The Crooked House, Dudley
This quaint little pub in South Staffordshire leans to the side like one of its patrons, who’s had one too many. It first tilted during the 18th century, when landowner Earl Glynne mined too much of the coal that was buried underneath the foundations. Over 200 years later, one side is still 4 feet lower than the other.
The Crooked House was scheduled as structurally unsafe in the 1960s, but its popularity among residents and visitors ensured that it was saved from demolition. The new owners used buttresses and girders to make it safe for habitation, while retaining its lopsided charm. Visitors in the modern day may also notice strange ‘gravitational’ effects in which glasses and other objects may appear to roll uphill across tables – without any drinking required!
The Nutshell, Bury St Edmunds
This pint-sized venue claims to be Britain’s smallest public house, with a teeny bar that’s just 15ft by 7ft. First opened in 1867, The Nutshell has been pulling drinkers in for over 150 years – and once squashed 110 people (and a dog) on a record breaking day in 1984.
But the small size isn’t the only attraction. A host of weird and wonderful objects await you inside, including a 300-year-old partially fossilised dead cat (certainly a conversation piece) and a preserved three legged chick in a jar. International visitors have also covered the ceiling with foreign banknotes over the years, making The Nutshell one of the more interesting public houses to visit for a pint – in a nation that is packed full of them.
The Marsden Grotto, South Shields
The Marsden Grotto, near Newcastle, is the only pub in the country partially built into a cave under cliffs – and one of only three cave bars in all of Europe.
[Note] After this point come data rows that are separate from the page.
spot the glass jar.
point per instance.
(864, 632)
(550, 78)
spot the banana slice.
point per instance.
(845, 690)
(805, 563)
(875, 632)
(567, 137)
Legend has it that way back in 1782, a local man, affectionately known as Jack the Blaster, didn’t want to pay extortionate rents on existing properties, so instead he stole some dynamite from the local quarry and literally exploded himself a new home under the cliffs. Such a story caused a fuss even back then, and the home was soon converted into a makeshift drinks dispensary as people flocked to visit.
You can still visit The Marsden Grotto today, although it is now a much classier venue – fully kitted out with all modern amenities. The cave bar truly is a sight to behold and well worth a visit if you’re ever in the Tyne & Wear area.
Ye Olde Trip to Jerusalem, Nottingham
Ye Olde Trip to Jerusalem claims to be Britain’s oldest pub, dating back to at least 1067 – when records show Nottingham Castle expanded to include a Brewhouse on the exact spot where the pub stands today. Whether it was a public house in the modern sense of the term is debatable, but drinking has been going on here since that time at least! The foundations of today’s building were laid around 1650 and some of these parts can still be visited today.
Steeped in old lore, The Jerusalem also has a legendarily cursed model boat in a bottle in its upstairs viewing room. Local rumours suggest that the last three people who cleaned it died in mysterious circumstances shortly afterwards. In any rate, the landlords haven’t let anyone dust the ship down in hundreds of years and it is now covered in a thick layer of grime. Come for a pint here and you can taste the history!